# Kentucky West Virginia Ice and Snow



## Acmemechanic (Aug 27, 2005)

I Had to run to West Virginia Because My Sister Had Suffered That Ice Storm and was left with NO Power On Her Farm and I Had a Generator That was needed.Well Halfway Thru My Day she Called Back To tell Me 2 150' tall Red Oaks Came down With the Ice.
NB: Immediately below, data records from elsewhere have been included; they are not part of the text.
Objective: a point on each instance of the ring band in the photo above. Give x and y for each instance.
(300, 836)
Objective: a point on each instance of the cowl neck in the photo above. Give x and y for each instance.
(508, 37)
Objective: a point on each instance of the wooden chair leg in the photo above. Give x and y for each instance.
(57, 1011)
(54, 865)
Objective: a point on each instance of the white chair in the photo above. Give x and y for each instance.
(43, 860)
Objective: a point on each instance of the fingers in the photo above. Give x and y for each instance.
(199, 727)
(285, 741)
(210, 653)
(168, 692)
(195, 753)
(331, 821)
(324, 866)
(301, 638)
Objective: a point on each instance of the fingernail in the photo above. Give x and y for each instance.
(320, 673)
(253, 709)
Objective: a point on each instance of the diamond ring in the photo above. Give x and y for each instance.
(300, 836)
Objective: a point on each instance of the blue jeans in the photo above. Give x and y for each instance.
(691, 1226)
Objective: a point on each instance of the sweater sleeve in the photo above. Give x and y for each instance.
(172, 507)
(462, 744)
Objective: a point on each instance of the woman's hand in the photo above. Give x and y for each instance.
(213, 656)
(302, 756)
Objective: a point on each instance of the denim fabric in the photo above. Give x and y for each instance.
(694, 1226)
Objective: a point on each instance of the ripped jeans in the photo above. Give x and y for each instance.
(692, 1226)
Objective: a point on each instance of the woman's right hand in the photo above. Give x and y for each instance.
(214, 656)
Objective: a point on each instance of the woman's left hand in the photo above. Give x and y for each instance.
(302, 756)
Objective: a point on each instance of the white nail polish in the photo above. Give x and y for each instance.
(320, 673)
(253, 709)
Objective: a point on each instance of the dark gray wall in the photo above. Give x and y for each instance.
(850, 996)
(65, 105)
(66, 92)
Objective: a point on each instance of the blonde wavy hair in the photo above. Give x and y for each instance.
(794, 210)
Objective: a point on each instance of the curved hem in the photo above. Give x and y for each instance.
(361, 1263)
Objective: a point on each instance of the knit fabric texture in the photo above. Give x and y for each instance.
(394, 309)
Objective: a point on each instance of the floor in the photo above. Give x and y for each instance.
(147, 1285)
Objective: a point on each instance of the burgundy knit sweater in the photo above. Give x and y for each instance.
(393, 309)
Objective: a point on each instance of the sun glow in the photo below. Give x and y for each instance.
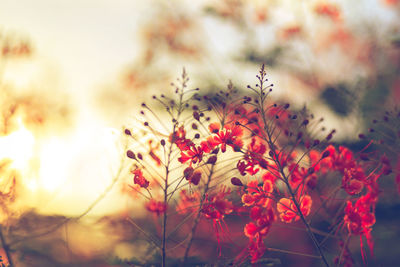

One Right on the House and Would I be Kind Enough to Bring along My Chainsaws as well.Well As I am Cutting Those Trees About 5 or 6' of Snow Falls.Nobodys Got a Plow.A Few Farm Tractors and Backhoes Is all That They Have to Do The Commercial Lots and Driveways.Not a Sander to be Seen.If I would have loaded a Sander and Hung My Blade I might not of Had to work all Summer.6" to 8" with GLARE ICE under it and Not a Ice Control Truck To Be Seen.Now I gotta Ride Back The 15 Hours and be Ready to Do My Accounts.Woo Hoo Bring it On Plowing Snow is The Closest Thing To Printing $$$ I Know.payuppayup


----------



## cornbinder (Oct 16, 2005)

you've got to be kidding me. your one hell of a good brother!!


----------